As of this writing there are 36 Cuban migrants being housed on Grand
Cayman, awaiting repatriation.
And it isn’t cheap.
In the 2005-06 fiscal year the Cayman Islands spent $896,000 housing,
feeding, medically treating and repatriating illegal Cuban migrants.
Cubans arriving on Cayman shores without sufficient supplies to
continue their journey face detention and repatriation under a Memorandum of
Understanding with the Cuban government.
Each year our government budgets for the care of Cuban migrants while
they are detained here.
But as the economy in Cuba continues to worsen, we can expect to see
more migrants pass through our area in search of freedom.

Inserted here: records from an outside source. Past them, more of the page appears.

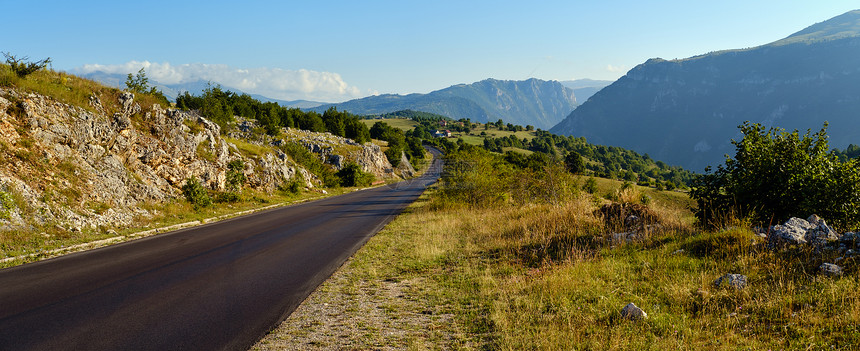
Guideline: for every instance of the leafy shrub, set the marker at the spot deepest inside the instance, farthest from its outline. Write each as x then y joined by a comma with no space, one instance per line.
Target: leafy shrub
196,194
235,175
311,162
6,204
590,185
294,186
227,196
352,175
776,175
21,67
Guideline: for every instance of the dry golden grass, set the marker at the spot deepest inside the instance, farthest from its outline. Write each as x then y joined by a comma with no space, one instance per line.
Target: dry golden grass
548,277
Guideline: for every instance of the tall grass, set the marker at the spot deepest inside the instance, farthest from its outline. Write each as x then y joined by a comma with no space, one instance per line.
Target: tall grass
548,275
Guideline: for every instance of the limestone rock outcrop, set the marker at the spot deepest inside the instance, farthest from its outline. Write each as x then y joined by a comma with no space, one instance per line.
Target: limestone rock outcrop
78,167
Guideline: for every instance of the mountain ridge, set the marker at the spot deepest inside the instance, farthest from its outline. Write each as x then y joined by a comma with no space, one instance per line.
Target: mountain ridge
694,105
528,102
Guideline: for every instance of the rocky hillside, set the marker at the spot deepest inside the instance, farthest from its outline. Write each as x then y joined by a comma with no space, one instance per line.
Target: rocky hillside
102,165
685,112
529,102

Those of us who live in Cayman are discouraged from offering help in
the manner of fuel, water and food to Cubans trying to make their way to
freedom, but more often than not, we do. Cubans generally arrive in run-down
water craft seeking passage to Central America. It is only humanely natural
that we would want to help our Caribbean brothers who are trying to escape
oppression and make better lives for themselves. At least the 36 Cuban migrants
awaiting repatriation here are being housed in mobile homes that were sent to
us following Hurricane Ivan in 2004. It’s a better situation than when former
migrants were forced to live in a single building lined with bunk beds that
became too hot when there were too many people.
It’s anyone’s guess as to when the migrants will be repatriated to
Cuba; it is up to the Cuban government as to when they will take them back.
It is our wish that the economy and the government would improve in
Cuba so that our brothers and sisters wouldn’t have to risk life and limb to
escape. But until that happens, Cayman is going to have to be prepared.